One other thing about Disney – if you’re eating a gluten-free diet, this is an awesome place to plan your vacation. In fact, I actually do consider it to be THE happiest gluten-free place on earth! Their chefs, staff, and restaurants are incredibly accommodating and well trained in preventing cross contamination; and the menus offer quite a bit of variety.
MORAL OF THE STORY: When you think you’ve packed all the sources of fast acting glucose that you’ll need, double it.
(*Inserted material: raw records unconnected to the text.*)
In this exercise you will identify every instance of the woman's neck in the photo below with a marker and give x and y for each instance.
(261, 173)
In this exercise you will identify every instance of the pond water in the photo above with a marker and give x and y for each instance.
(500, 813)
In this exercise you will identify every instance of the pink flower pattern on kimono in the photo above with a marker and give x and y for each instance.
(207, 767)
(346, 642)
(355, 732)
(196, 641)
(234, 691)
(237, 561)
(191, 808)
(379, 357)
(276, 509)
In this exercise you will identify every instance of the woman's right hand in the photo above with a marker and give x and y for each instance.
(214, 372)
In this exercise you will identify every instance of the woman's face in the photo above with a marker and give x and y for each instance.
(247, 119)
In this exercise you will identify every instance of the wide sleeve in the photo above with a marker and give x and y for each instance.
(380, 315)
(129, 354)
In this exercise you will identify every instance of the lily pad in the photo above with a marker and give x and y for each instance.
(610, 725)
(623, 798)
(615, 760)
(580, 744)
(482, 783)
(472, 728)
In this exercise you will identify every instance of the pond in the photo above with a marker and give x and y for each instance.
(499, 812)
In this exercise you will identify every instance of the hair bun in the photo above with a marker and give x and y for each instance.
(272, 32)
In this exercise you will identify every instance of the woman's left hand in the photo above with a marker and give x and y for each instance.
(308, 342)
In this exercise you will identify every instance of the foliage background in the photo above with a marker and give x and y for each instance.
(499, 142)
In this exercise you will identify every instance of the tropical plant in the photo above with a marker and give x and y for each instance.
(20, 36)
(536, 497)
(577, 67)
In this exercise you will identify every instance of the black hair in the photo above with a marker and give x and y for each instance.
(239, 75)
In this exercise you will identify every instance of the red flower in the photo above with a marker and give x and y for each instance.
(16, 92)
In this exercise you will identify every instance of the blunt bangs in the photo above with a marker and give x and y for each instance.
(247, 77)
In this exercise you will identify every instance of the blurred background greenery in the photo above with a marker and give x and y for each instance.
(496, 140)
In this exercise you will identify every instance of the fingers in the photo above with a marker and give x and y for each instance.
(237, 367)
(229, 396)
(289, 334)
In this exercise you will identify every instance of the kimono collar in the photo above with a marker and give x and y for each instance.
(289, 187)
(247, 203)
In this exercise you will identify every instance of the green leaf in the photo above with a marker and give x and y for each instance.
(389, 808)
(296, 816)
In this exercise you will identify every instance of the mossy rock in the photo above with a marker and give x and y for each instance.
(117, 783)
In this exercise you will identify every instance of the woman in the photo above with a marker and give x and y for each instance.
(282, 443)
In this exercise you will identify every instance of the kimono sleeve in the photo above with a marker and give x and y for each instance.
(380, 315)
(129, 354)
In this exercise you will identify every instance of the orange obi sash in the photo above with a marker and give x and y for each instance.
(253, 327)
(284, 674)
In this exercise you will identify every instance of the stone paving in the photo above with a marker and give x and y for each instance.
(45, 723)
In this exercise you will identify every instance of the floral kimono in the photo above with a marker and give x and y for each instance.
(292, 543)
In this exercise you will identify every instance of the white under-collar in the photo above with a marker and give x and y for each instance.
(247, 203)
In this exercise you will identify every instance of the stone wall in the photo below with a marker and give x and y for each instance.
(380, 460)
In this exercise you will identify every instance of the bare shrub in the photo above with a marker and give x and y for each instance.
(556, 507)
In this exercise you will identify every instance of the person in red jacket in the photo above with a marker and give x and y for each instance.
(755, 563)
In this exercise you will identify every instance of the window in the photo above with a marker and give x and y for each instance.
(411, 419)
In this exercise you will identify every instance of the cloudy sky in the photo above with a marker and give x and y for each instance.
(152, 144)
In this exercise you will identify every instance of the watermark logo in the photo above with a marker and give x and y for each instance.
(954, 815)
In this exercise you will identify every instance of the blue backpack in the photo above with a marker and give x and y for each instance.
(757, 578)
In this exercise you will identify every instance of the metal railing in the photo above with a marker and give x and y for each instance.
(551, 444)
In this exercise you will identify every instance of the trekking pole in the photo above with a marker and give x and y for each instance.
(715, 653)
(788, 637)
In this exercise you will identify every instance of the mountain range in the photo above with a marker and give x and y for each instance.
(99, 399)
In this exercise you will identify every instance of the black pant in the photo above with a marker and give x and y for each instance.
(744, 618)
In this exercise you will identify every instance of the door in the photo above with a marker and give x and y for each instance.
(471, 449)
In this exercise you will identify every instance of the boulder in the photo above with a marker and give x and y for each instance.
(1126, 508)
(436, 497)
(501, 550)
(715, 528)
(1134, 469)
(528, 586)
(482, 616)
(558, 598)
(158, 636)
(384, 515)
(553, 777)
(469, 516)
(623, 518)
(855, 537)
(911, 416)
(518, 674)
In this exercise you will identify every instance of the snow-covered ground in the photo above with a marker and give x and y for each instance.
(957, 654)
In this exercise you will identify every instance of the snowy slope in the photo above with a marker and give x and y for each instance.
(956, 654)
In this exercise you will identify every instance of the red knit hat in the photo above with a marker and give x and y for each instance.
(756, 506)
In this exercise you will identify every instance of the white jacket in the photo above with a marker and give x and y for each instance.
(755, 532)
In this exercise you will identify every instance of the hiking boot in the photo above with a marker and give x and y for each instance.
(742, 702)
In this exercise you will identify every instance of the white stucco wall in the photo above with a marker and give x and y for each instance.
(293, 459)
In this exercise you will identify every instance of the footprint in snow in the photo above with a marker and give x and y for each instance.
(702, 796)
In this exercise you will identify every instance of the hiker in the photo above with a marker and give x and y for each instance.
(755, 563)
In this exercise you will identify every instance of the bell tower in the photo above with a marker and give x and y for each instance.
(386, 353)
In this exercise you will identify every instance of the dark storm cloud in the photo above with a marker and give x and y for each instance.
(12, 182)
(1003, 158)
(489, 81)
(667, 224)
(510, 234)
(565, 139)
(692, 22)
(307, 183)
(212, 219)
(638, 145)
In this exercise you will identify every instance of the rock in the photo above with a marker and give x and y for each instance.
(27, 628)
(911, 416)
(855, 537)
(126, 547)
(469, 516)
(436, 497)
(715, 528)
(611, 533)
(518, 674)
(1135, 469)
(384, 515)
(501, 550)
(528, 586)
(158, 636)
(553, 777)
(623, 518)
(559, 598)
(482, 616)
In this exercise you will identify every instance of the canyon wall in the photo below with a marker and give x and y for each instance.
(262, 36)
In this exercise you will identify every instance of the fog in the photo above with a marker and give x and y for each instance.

Also, consider thinking outside the juice box, and try packing some different forms of glucose. From tabs to gels to powders, there are several options available that make glucose portable and easy to stash. If you have celiac, be sure to add a couple days at Disney to your bucket list.
Alright, folks. These were some SERIOUS road trips, made up of two-and-a-half days of driving each way. That adds up to FIVE days of just sitting in a car. Unlike our experiences with shorter road trips, we were challenged with managing high blood sugars on these babies. Apparently sitting still for almost three days can do that do a person. The decrease in activity level made a huge impact on blood sugars.
Admittedly, I was very thankful for a separate CGM device and her insulin pump remote. My husband was up front, navigating the highway while I was using diabetes technology to navigate blood sugars. I had her test about every 2-3 hours to make sure the graph was accurate, and found that I had to correct her pretty frequently. Ultimately, we needed a temp basal increase to compensate for the decreased activity level, and it seemed there was quite a bit of trial and error to get it right. By the time I felt confident that we had turned the situation around, we were pretty much home.
MORAL OF THE STORY: If you have access to technology tools, use them in full force. Pack a little cooler full of low carb snacks (cheese sticks, lunch meat, veggies, nuts) and bring LOTS of water. Keep in mind that water + high blood sugars = frequent bathroom breaks. You may start to feel like diabetes is sabotaging your trip, but try your best to take a few deep breaths and stay calm!
Last summer, our family went to the 2012 Children With Diabetes Friends For Life Conference. It was the first time we would fly with an insulin pump and deal with a significant time change. Airport security wasn’t much of an issue for her insulin pump, but getting her remote meter to the other side without going through any x-ray machines did pose more of a challenge than I expected. In the end, they decided to let me carry it through the metal detector and swab it for traces of explosives before letting us go.
As for the time change, it definitely threw us off. We were eating at different times than we were used to, and her pump settings didn’t coincide. I thought about changing the time, but then decided to make things harder on myself by setting up an alternate pattern and attempting to readjust everything to fit instead. I never really figured it out. The entire week of numbers sort of faded to the background, and has become a hazy clouded memory at this point.
Note to self: NEXT TIME JUST CHANGE THE TIME!
MORAL OF THE STORY: Check out this document from the ADA for information and updates regarding travel with diabetes. You’ll want to check with your specific airline to make sure you understand your bag limits and associated fees. We needed a carry-on strictly for diabetes supplies, because we didn’t want to risk losing them with the luggage. Be sure to pack plenty of snacks and grab a water bottle before boarding.
Also, if you’re dealing with a time change, and an insulin pump, consider changing the pump’s time once you arrive to the new time zone. (Trust me on this.)
Don’t let your child’s diabetes stop you from getting out there to make some memories. Pack some glucose, grab a suitcase, and go see the world!